Best Practices for Writing On Medium
A non-exhaustive list of tips from our editors
--
Medium is an open platform and a publisher. Anyone can write a piece on Medium and, as long as it’s not in violation of our rules, have the potential to find an audience. We celebrate diverse voices and believe that good stories can come from anywhere.
We also care about quality. We want you to put your best work on Medium, and we regularly feature stories we think are great. To help you understand what we mean when we say “quality,” we’ve written up these guidelines. They are based on what we know works best for readers — which means they should work well for you, too.
- Write a clear headline. Readers have a split second to decide if they want to read your piece. Put a good, descriptive title and subtitle on your story. (Standard “headline” styling is title case for the headline and sentence case for the subtitle. This isn’t mandatory, but it’s ideal.)
- Your story should contain original insight, ideas or perspectives. Don’t just aggregate the work of others, and don’t plagiarize.
- Clean it up. We all make mistakes, but do look out for typos and janky formatting. Put care into your work.
- Avoid CTAs. Readers tell us that they find repeated calls to action — to sign up for a newsletter, to clap — annoying. Consider eliminating CTAs altogether.
- One of the things our readers like best about Medium is that it’s an ad-free zone.
- Please don’t publish stories with the primary purpose of selling a product or a service.
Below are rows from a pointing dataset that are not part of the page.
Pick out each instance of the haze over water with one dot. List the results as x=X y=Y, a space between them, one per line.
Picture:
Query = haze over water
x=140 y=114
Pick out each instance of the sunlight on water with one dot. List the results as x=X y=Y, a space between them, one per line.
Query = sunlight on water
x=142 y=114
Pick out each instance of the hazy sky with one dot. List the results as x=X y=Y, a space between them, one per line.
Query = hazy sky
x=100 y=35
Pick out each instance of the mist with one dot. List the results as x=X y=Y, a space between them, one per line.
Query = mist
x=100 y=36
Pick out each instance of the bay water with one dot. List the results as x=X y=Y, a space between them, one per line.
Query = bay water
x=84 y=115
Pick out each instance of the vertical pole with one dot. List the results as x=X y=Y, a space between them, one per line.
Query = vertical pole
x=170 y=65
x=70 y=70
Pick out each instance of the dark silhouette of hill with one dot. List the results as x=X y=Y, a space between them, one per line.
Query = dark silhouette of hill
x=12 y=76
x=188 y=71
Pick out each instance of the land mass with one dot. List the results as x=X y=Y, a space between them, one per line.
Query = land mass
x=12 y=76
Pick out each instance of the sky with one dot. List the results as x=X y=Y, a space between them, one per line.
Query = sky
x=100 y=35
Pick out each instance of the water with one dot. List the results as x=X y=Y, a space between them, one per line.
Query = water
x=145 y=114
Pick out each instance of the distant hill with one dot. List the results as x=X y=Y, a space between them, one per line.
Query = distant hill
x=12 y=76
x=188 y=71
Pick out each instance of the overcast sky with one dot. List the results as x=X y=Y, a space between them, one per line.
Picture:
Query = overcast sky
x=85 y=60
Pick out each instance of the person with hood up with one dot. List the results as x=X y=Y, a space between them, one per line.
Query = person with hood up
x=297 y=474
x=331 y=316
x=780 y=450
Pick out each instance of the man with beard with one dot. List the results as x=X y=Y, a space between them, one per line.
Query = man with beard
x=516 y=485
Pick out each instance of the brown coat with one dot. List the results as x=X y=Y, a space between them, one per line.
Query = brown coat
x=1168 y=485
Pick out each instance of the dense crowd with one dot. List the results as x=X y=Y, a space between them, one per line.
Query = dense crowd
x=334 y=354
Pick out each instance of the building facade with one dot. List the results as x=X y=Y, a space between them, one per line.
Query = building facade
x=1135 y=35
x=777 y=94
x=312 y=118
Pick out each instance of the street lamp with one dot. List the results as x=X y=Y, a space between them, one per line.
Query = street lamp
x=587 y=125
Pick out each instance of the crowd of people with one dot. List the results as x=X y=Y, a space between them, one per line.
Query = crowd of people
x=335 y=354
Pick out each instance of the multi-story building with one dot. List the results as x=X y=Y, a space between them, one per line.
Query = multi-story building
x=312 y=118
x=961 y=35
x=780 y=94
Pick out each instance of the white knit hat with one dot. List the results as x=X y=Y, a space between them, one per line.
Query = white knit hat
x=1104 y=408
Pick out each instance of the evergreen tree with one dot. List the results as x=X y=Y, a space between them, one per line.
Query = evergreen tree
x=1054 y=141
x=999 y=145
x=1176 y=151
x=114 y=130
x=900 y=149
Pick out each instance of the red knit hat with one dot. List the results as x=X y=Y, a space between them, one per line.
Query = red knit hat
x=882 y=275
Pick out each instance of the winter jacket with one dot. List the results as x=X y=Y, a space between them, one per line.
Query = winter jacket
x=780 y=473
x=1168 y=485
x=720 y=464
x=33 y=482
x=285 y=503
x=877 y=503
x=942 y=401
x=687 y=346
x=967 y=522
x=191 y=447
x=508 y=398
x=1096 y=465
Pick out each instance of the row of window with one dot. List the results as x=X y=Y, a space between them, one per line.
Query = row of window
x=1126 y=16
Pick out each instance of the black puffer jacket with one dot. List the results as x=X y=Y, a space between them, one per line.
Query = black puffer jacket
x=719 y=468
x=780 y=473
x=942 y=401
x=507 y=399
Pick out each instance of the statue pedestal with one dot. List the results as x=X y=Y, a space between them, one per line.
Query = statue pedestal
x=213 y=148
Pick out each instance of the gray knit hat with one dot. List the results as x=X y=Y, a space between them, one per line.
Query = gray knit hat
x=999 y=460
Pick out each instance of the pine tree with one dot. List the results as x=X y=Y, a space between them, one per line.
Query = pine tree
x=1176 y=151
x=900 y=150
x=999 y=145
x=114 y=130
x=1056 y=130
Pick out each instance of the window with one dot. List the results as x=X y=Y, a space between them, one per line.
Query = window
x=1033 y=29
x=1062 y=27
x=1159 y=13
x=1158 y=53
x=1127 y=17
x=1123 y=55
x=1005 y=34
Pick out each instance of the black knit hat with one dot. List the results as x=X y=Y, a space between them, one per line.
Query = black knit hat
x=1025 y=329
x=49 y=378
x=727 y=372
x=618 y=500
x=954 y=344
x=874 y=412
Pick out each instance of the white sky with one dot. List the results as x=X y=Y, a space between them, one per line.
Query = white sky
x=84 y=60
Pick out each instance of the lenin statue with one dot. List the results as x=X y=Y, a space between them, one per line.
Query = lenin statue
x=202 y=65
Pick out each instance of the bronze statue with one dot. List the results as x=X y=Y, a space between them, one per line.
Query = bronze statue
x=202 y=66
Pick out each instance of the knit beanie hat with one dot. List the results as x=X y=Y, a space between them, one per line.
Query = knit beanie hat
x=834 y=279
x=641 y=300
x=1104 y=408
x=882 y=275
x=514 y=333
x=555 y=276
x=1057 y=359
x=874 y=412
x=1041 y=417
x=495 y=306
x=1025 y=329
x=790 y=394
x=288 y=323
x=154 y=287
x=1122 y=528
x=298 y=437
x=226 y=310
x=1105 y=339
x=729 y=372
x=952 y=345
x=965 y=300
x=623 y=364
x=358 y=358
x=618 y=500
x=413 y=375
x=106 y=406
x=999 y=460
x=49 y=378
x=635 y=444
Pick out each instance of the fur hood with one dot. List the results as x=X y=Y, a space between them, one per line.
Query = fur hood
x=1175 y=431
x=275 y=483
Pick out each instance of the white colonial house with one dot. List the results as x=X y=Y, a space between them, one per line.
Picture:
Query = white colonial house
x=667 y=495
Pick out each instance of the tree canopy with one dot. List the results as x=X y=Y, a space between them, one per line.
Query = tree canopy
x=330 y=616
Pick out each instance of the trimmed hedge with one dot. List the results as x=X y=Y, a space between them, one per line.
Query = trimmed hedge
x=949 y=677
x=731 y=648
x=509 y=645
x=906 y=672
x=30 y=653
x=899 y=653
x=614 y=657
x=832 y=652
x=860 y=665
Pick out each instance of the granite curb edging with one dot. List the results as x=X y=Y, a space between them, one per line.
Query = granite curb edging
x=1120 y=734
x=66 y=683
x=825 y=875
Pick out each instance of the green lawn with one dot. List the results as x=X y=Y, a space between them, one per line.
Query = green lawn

Readers can see through content marketing.
- There are a lot of places on the Internet for clickbait. Medium doesn’t want to be one of them.
- Put a nice image on your story — just make sure you’re not violating someone else’s copyright.
- Finally, please don’t peddle pseudoscience or bad health advice. Life’s already too short to give people bad health advice.
In short, do your best work. People like to read things that are just good.